India - Coming Home
Back again, in a separate Air France Lounge, on my way home. With only 2 days in Delhi, I effectively figured out how to beat what would otherwise be significant jetlag caused by a 91/2 hour time difference – I did it by more or less not sleeping at all – not on the flights to Delhi, not while in Delhi, and so far not on the way back from Delhi. Sure, I’ve got bloodshot eyes, and I don’t know whether I’m coming or I’m going, but this would happen to anyone who stays awake for 100 straight hours, independent of whether they hop flights to and from Delhi in the course of the sleeping fast.
I can’t fall asleep on the flights because of the huge opportunity cost of doing so while flying business class on Air France. How many chances do you have to be waited on as an American by French airline attendants for 30 hours in the course of a week, asking for one more of those hot wet towels, seeing if they can bring me another drink, asking them what part their parents or grandparents played in the Vichey regime. These are the reasons a comparable priced fair on Air France is always a huge bargain.
My one episode of restful sleep is interrupted rudely by a phone call from Vijay, in what is becoming a tradition. In all three trips I’ve made there, he’s woken me from a dead perfect sleep to ask what time to pick me up. This time it is kind of a pleasant surprise – because I didn’t think I was going to get him. Apparently he is the number 1 driver for this company, and my New York based client, who has some clout in the company, snags him for herself, and I’m left with some guy Mihandar. But on day 2, for whatever reason, he is free to be my driver. The last time I was here, he wasn’t my driver at all, but every morning he would call me, wake me up, and tell me not to take a ride from the guy who apparently snaked him in getting me, saying – “Jon, don’t take ride, he a bad man. Do you want a slushee?” OK, the last question he didn’t pose, but for three straight mornings I was told not to take a ride from this other guy. Anyway, I ride in the front seat when I’m with Vijay, one of those little things I do for the little people.
Vijay has become a father since I last saw him, with a daughter who is a couple months old. The day after I leave, he is headed to get married to his current wife. He’s already had a “love” marriage, which apparently he and his wife never mentioned to their families, and now they are to be wed again in an arranged marriage. Of all the possible arranged marriages in a country with a billion people, I tell him how lucky he is that the marriage was arranged with his current wife. What are the odds? The humor doesn’t translate. He tells me that he has a picture of the two of us hanging in his apartment. I would tell him I have a picture of us posted on my blog for all the world to see, but then I’d have to explain a blog to a guy whose first language is Hindia, and who makes $30 a month. That said, he does have a cell phone.

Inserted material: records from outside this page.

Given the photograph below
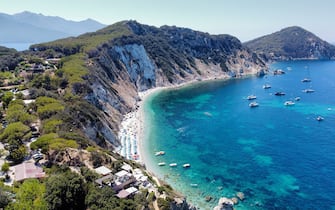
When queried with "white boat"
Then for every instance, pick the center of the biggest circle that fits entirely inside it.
(289, 103)
(308, 90)
(187, 165)
(279, 93)
(253, 104)
(173, 164)
(266, 86)
(319, 118)
(159, 153)
(161, 164)
(193, 185)
(306, 80)
(251, 97)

Indian’s live on cell phones – there is no etiquette in business meetings there to turn off the ringer or to leave it unanswered when it rings. Kind of annoying. I’d be in the middle of some ridiculous soliloquy when the guy I am looking straight at grabs the phone out of his pocket and starts talking to the person on the other end. It’s always business, never personal, but still. No one else even so much as blinks. No apologies are offered for the delay. It’s just understood that the cell phone takes priority over live people.
I nearly missed my flight out of Delhi, despite being 2 plus hours early for a 12:40 am flight to Paris. But the upside is that I figured out why India is a third world country, albeit one growing rapidly. The reason is this – the people in India, in deciding how best to hawk their services in the labor market, have almost uniformly decided that the most pleasing job must be checking passports and customs forms in airports. You’d think an oversupply of labor in this market would be good, because you’d never have to wait in a line, with thousands of customs agents there looking to get lucky enough to be chosen by the lesser number of would-be passengers. The problem is that they’ve lined them all up sequentially and you have to show your documents to each and every one of them, one at a time. No exaggeration here – I had to show my passport and boarding pass at least seven separate times prior to boarding the plane. Let me tell you something – you never need one of those hot wet white towels as much as you need one after showing your passport to a million Indians hellbent on having you miss your plane.
The Air France lounge here gave me some serious false hope. With a four hour layover, after a nine hour flight packed with Indians who have yet to discover deodorant, a good douche would be great. And here in the lounge is a douche for public use, the first I’ve ever seen in an airport lounge, but unfortunately it is out of order for the month. Douche is the French word for shower, so when in Paris it is my preferred term of use, but still each time I write it I hear the Butthead voice in my head saying – “he just said douche.”
2 Comments:
Push start or pull start?
Hatch, my favorite show on TV is the amazing race and every year they go to india and I think man I would lose it there. too many people. kind of funny watching americans ask the indians living on the street how to get to the taj mahal, not much for maps.